先輩曰く「遥か昔から学院に伝わる話なので、なにか深い理由があるのかもしれない」との事で、はっきり分からなかったのだったが。
そう…遥か昔から学院に伝わる話…。
「小父さま。もしかして…」
「うん?」
その話をしてくれた方は、私の先輩。それこそ何代も前の卒業生なのかもしれません…。
しかし、なぜか私は、それをいうことが出来なかった。
そのかわりに…
「いえ。そのスイカのぬいぐるみ。2つ揃ったらいただけないでしょうか?」
・・・・・・
・・・・
・・
そして…
「ふふっ。まさかコレが届いた日に、こんなことになるとはね♪」
ベッドの片隅に置いてある、今日届いたばかりの荷物から取り出した2つのぬいぐるみを眺めて微笑む、香織理であった…。
あとがき
というわけで、香織理さん聖誕祭SSです。いかがでしたでしょうか?おとボク初心者Aです。
史&ケイリ聖誕祭SSを書いてしまったから、香織理さんも書かないわけにはイカンよな~と思いつつ、ネタが無いわケイリさんの聖誕祭から日数がないわで、キー!(/>д<)/┷━┷ となっていた中で、書いてみました。

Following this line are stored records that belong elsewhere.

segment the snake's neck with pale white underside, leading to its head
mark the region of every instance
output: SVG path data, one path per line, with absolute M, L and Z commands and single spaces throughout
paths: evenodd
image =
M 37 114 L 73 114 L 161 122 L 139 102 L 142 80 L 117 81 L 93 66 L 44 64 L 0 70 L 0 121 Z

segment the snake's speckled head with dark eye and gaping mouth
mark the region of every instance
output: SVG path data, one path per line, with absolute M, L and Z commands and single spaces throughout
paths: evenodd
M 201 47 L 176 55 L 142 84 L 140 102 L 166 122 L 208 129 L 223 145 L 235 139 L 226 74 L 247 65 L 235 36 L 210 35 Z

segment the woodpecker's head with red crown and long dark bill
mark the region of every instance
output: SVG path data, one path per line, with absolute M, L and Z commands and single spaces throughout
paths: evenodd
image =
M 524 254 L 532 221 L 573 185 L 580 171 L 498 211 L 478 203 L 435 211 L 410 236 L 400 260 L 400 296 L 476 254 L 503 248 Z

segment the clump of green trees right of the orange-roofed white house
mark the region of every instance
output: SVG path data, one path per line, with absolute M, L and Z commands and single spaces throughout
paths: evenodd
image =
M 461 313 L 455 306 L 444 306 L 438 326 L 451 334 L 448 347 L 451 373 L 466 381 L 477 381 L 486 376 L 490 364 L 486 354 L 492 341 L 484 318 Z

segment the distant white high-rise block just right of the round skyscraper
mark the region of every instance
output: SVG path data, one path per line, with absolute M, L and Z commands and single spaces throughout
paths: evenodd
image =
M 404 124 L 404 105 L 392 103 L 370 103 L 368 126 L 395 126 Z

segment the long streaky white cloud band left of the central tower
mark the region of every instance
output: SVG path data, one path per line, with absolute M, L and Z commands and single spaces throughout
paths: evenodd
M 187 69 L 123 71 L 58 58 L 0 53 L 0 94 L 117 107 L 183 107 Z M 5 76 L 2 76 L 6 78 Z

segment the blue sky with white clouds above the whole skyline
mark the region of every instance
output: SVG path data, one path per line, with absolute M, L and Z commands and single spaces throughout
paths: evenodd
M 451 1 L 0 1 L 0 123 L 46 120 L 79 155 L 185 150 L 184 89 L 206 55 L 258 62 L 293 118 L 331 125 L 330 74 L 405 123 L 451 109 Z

なんか、いい話っぽいけど、中身はカオスだなぁ…^^;
ちなみに小物屋や小父さんは、『耳をすませば』のイメージで、スイカのぬいぐるみとバロンをフュージョンしちゃいました(笑)
あいかわらずめちゃくちゃな文ですが、楽しんでもらえたらうれしいです。以上、おとボク初心者Aでした。